The North Gauteng High Court recently heard the matter of Law Society of the Northern Provinces v Minister of Labour and Others (61197/2011).

In this matter the court considered the constitutionality of the restriction on legal representation in terms of Rule 25(2)(c) of the Rules of the CCMA.

Rule 25(2)(c) provides as follows:

“If the dispute being arbitrated is about the fairness of a dismissal and a party has alleged that the reason for the dismissal relates to the employee’s conduct or capacity, the parties, despite subrule (1)(b) are not entitled to be represented by a legal practitioner in the proceedings unless –

  • the commissioner and all other parties consent;
  • the commissioner concludes that it is unreasonable to expect a party to deal with the dispute without legal representation, after considering –
  • the nature of the questions of law raised by the dispute;
  • the complexity of the dispute;
  • the public interest; and
  • the comparative ability of the opposing parties or their representatives to deal with the dispute.”
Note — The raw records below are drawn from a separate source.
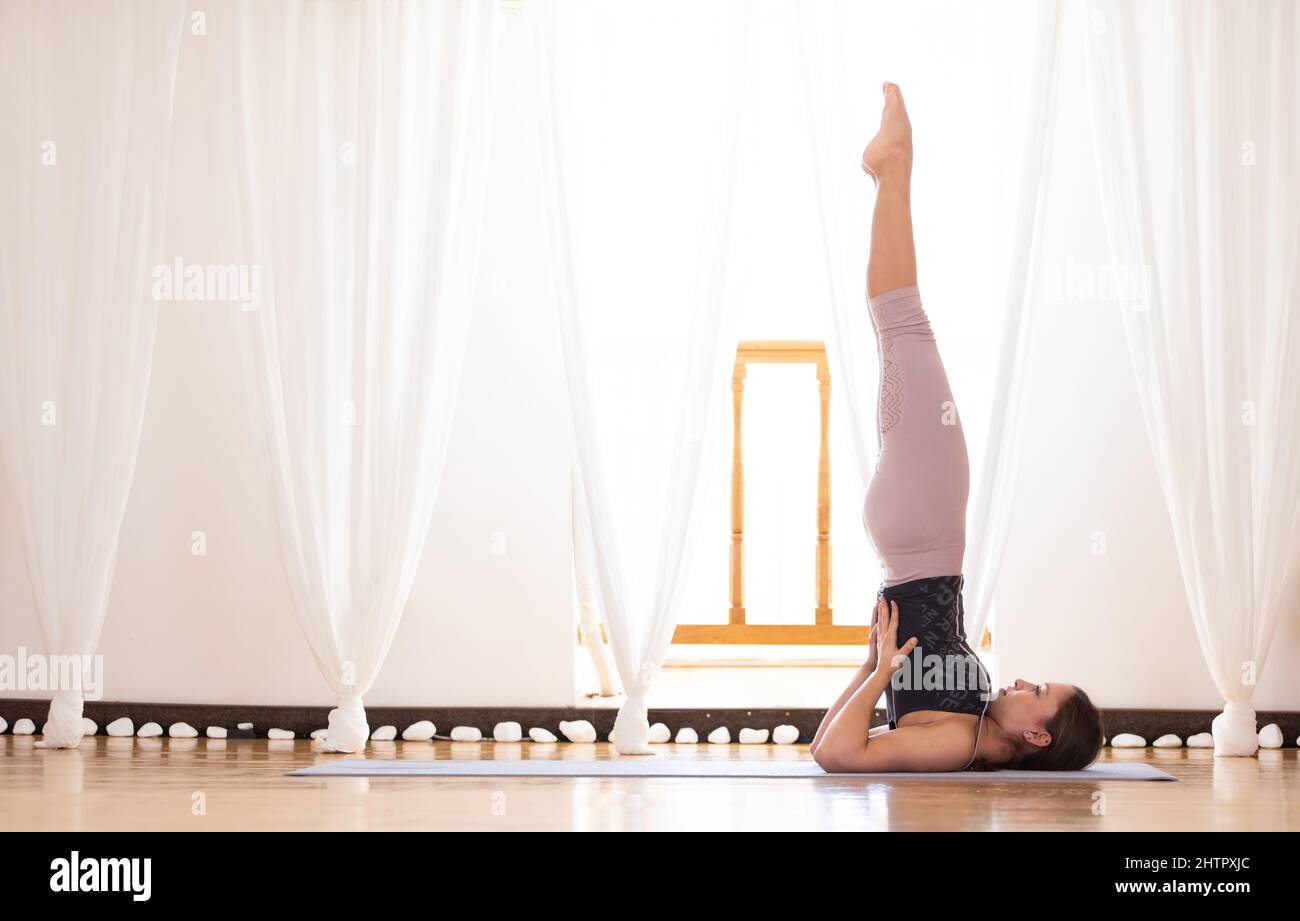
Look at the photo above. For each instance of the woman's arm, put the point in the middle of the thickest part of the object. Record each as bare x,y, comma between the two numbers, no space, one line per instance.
848,733
846,746
862,675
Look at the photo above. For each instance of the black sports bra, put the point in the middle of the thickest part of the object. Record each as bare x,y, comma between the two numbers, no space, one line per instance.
943,673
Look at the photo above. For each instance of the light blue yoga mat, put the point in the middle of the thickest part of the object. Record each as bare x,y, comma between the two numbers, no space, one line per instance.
667,765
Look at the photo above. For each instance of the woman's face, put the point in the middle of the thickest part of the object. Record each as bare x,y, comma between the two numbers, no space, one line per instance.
1025,708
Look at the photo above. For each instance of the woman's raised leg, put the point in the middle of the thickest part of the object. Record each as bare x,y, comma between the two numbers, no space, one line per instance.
892,263
915,507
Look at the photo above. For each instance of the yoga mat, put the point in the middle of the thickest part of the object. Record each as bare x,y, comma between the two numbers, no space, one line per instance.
663,765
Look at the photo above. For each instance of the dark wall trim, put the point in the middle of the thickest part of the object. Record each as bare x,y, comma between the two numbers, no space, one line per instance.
303,720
The court held that the rule restricts the right to representation by excluding legal practitioners from appearance as of right unless the commissioner is persuaded that such appearance is warranted or all parties consent to same.

The court found that the subrule was inconsistent with section 33 of the Constitution to the extent that it significantly abridged the discretion of the commissioner in a CCMA arbitration to afford legal representation in a serious, but not necessarily complex, case of dismissal for misconduct or incapacity. This limitation was held to be arbitrary and was not reasonable or justifiable.

A declaration of constitutional invalidity was thus issued. This declaration was however suspended for 36 months for the consideration and promulgation of a new subrule.